Sound Tribe Sector 9
Originally we tried to get a good spot for Goose during this time slot, but it wasn’t happening. The sound was muffled to the point that it just wasn’t listenable. It’s sad because they were one of the bands I was looking forward to most. So, we left and headed to STS9, and I can’t say I’m mad at it. Sound Tribe’s vibe was perfect for the Canopy Stage. I loved the mid-show transition from the Alan Watts-layered “Totem” to one of their newer songs, “Dusk,” which has a dark, funky sound.
Valerie Nikolas

Umphrey’s McGee
Umphrey’s played two sets, and since Orchard Lounge was canceled I caught part of both. The Vega Stage was well-suited to their darker, heavier prog-rock sound, and the accompanying lights made for an awesome show. Highlights included a mind-melting “Wizard Burial Ground” closer in the first set, and a contemplative “Hajimemashite” toward the second set. 
Valerie Nikolas

Day 3: Sunday, Aug. 28

Nicole Atkins
Easily my favorite opening act of the weekend! I’ve been an avid fan of Atkins since her criminally underrated debut Neptune City. Over the years shes honed her sound into this perfect blend of soulful tones and roots rock. Opening the set with “Goodnight Rhoda Lee”, really giving the small early crowd a reason to make their way to the Canopy Stage. Atkin’s voice is hard to to fall in love with, especially and she warmly welcomed the growing crowd with tracks like ” Captain” (an ode to those who put everyone ahead of themselves), “Never Going Home Again” and “Brokedown Luck” (both of which are a touring musician’s song if I ever heard one). Atkins ended her set with the wonderful “A Little Crazy” with her chanting of “And it’s driving me crazy, crazy, crazy” echoing in into the Sacred Rose fields with fans both old and new dancing the early afternoon away.
-Julian Ramirez

Hiatus Kaiyote 
Sandwiched between two weather delays, I’m thankful Hiatus Kaiyote was still able to play a full set. The gloomy lighting during their set only added to the sultry vibe. My personal favorites were “And We Go Gentle,” “Nakamarra,” and “Red Room” with accompanying red lighting. 
Valerie Nikolas

Unfortunately, shortly into the Wood Brothers set, there was a second weather delay, in which most attendees were ushered into the stadium… After 20-30 minutes we were told the fest was back on.
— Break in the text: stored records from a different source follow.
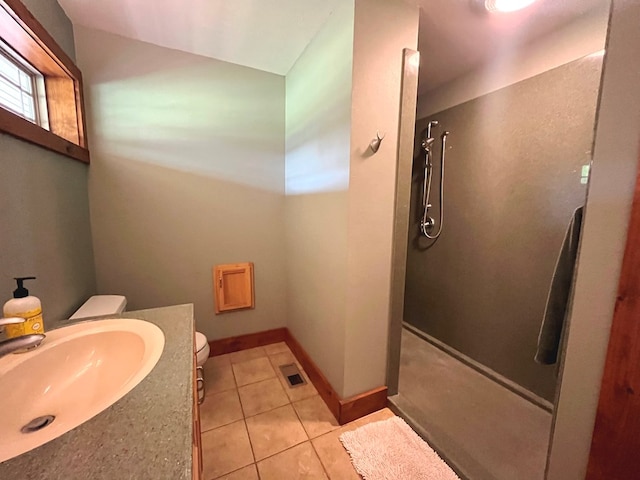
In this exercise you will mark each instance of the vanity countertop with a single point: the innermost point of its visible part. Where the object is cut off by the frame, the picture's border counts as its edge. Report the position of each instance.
(147, 434)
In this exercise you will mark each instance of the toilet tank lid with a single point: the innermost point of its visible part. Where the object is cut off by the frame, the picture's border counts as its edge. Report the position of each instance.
(100, 306)
(201, 341)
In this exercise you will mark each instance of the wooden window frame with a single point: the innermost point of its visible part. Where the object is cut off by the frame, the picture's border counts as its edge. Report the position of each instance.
(63, 85)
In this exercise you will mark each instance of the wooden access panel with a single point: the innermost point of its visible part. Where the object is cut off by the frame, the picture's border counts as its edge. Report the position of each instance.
(233, 287)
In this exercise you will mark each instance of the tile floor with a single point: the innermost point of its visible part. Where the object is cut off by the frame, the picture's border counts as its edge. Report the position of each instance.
(255, 427)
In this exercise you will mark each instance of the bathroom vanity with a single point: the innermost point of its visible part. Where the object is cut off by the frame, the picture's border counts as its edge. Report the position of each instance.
(152, 432)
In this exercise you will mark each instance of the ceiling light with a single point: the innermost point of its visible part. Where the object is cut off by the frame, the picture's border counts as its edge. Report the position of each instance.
(506, 5)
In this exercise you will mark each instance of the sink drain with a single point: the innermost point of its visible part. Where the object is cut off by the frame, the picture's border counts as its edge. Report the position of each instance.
(38, 424)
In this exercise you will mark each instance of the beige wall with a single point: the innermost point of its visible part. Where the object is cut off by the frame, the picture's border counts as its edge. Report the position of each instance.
(377, 73)
(317, 178)
(606, 220)
(187, 173)
(44, 211)
(581, 37)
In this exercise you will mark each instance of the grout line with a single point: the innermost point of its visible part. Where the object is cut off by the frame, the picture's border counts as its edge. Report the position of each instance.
(236, 470)
(282, 451)
(253, 454)
(241, 406)
(326, 472)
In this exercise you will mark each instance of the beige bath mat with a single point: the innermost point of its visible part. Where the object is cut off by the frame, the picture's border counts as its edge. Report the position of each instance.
(391, 450)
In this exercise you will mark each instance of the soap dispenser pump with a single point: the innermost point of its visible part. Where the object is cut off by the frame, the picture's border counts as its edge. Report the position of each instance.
(25, 306)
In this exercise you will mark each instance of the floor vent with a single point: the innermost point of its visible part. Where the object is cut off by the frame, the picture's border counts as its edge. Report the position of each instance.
(292, 373)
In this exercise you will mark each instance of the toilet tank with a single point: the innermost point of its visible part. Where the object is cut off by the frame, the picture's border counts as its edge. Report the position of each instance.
(101, 306)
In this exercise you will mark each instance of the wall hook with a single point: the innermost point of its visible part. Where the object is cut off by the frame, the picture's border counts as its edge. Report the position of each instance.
(375, 143)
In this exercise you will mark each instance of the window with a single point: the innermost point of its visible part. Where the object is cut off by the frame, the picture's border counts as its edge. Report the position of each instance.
(40, 87)
(22, 89)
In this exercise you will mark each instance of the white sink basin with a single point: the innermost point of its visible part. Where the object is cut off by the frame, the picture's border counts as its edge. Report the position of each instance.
(77, 372)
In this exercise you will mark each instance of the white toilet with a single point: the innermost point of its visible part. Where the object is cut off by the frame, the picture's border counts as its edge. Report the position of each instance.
(202, 349)
(104, 306)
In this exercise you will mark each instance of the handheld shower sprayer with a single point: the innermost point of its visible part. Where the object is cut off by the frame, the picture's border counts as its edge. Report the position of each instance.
(428, 223)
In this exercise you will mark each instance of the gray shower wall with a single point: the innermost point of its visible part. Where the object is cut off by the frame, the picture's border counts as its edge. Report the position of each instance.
(512, 182)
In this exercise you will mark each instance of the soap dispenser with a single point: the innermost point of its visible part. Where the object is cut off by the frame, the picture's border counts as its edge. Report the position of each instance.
(24, 306)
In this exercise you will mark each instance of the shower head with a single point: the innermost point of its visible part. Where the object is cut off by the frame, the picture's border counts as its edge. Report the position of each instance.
(426, 143)
(430, 125)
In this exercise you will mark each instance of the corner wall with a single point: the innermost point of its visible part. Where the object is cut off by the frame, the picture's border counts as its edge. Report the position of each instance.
(604, 232)
(187, 173)
(45, 210)
(376, 92)
(318, 99)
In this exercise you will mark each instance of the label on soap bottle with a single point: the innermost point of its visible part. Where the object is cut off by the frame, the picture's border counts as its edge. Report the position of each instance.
(30, 326)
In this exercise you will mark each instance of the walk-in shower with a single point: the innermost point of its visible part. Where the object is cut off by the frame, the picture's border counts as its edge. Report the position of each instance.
(474, 299)
(427, 223)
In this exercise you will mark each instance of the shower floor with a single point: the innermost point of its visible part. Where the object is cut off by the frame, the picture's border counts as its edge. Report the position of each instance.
(485, 431)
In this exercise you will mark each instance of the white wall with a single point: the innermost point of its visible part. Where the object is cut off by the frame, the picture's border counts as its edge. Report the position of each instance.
(610, 194)
(318, 98)
(377, 73)
(583, 36)
(44, 210)
(340, 198)
(187, 172)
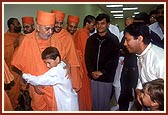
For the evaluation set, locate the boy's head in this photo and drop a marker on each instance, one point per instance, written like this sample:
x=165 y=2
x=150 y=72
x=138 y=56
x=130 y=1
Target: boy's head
x=51 y=56
x=153 y=94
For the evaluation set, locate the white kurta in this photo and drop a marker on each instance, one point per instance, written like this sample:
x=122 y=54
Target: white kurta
x=156 y=28
x=151 y=64
x=66 y=97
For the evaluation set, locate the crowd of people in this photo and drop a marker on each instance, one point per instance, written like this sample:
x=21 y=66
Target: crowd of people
x=67 y=68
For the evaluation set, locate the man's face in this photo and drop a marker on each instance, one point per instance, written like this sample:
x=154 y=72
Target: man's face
x=17 y=26
x=71 y=27
x=27 y=28
x=92 y=26
x=45 y=32
x=131 y=44
x=102 y=26
x=58 y=26
x=160 y=16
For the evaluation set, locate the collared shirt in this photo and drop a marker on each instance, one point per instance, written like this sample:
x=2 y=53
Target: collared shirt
x=151 y=64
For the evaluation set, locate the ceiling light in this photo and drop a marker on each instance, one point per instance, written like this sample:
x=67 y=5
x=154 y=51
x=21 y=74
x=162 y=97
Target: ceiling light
x=118 y=15
x=135 y=8
x=136 y=12
x=116 y=11
x=114 y=6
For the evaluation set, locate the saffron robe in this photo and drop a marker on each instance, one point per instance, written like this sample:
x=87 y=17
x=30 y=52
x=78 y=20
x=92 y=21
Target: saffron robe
x=66 y=97
x=9 y=48
x=84 y=95
x=27 y=58
x=8 y=77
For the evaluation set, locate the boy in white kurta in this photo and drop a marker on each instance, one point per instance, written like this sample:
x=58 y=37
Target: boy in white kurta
x=66 y=97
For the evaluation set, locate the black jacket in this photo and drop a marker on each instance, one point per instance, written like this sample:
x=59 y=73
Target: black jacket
x=102 y=54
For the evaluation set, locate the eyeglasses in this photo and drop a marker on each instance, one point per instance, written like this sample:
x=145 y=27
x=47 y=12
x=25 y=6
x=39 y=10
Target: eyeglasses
x=92 y=24
x=27 y=26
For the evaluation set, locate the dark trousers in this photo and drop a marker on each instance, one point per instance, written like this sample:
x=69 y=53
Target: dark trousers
x=129 y=78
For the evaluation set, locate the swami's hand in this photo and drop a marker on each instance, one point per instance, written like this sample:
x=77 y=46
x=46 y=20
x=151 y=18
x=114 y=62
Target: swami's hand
x=96 y=74
x=38 y=90
x=68 y=68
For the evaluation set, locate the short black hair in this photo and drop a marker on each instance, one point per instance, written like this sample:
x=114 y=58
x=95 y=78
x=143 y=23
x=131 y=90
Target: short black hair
x=102 y=16
x=89 y=19
x=139 y=28
x=50 y=53
x=142 y=16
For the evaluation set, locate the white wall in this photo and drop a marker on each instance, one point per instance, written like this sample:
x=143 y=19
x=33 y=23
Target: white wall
x=19 y=10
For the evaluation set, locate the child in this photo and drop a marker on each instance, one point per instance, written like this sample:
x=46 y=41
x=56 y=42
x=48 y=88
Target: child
x=153 y=95
x=65 y=95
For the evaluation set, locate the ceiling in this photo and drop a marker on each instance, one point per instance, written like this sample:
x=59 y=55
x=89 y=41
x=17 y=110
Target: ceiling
x=141 y=8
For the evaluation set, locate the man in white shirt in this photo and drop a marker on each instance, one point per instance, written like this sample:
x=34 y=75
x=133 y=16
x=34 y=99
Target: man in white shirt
x=150 y=57
x=158 y=27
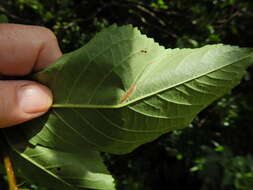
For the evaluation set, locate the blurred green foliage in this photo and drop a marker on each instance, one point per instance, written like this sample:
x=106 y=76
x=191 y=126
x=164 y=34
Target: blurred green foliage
x=215 y=151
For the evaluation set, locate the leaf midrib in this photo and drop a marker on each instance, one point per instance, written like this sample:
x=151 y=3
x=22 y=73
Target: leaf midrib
x=117 y=106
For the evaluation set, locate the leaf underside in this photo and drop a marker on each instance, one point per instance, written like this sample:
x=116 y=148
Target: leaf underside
x=122 y=90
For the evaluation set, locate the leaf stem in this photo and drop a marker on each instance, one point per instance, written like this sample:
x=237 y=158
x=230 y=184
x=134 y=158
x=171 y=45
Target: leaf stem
x=8 y=166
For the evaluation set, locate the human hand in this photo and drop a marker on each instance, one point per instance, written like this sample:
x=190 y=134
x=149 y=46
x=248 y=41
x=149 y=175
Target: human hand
x=24 y=49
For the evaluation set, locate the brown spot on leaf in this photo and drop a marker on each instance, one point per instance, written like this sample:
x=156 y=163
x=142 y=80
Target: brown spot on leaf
x=127 y=94
x=144 y=51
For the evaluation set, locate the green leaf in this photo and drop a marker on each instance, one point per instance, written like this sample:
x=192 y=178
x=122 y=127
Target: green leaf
x=122 y=90
x=56 y=169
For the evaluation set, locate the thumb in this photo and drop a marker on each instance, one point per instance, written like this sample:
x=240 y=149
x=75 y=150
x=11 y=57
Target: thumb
x=21 y=101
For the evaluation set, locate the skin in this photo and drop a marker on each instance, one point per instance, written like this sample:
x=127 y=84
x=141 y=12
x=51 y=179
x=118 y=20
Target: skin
x=24 y=49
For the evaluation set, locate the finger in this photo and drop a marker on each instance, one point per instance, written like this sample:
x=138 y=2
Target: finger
x=21 y=101
x=26 y=48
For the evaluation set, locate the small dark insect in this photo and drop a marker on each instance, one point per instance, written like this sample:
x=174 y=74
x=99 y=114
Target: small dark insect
x=144 y=51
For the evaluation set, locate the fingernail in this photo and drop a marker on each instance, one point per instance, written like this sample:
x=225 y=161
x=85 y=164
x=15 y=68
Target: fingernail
x=34 y=98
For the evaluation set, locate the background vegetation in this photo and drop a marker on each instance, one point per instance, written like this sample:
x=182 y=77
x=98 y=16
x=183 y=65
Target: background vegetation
x=215 y=152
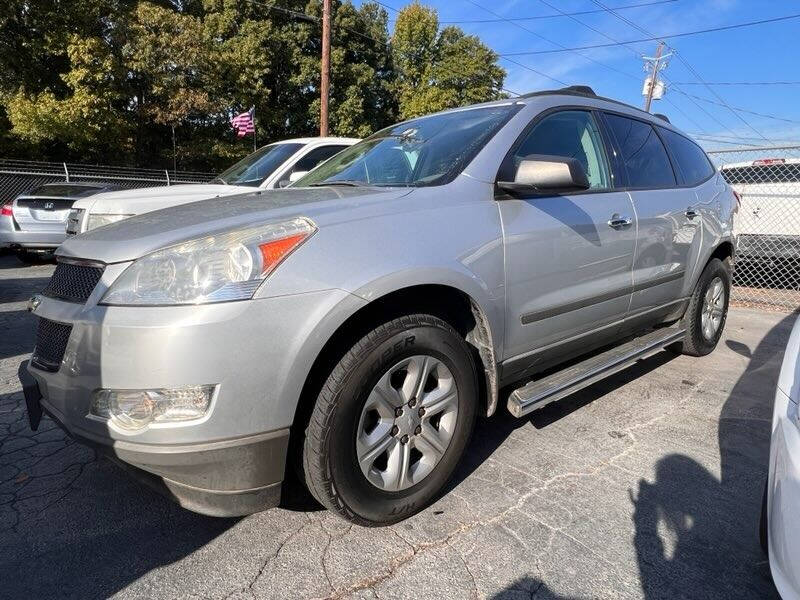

But just a few minutes later, as we were waiting for Kamasi Washington, clouds finally rolled in and security started telling everyone to leave, because if the thunder didn’t get us then the lightning would. This meant no Joe Russo’s Almost Dead or Khruangbin, two of the bands I and many fans were looking forward to most. 

Overall, Sacred Rose had an amazing lineup, good vibes, and lots of potential. I hope next year they are able to work out their growing pains and offer attendees a more seamless experience. Then I’m sure they’ll be in full bloom.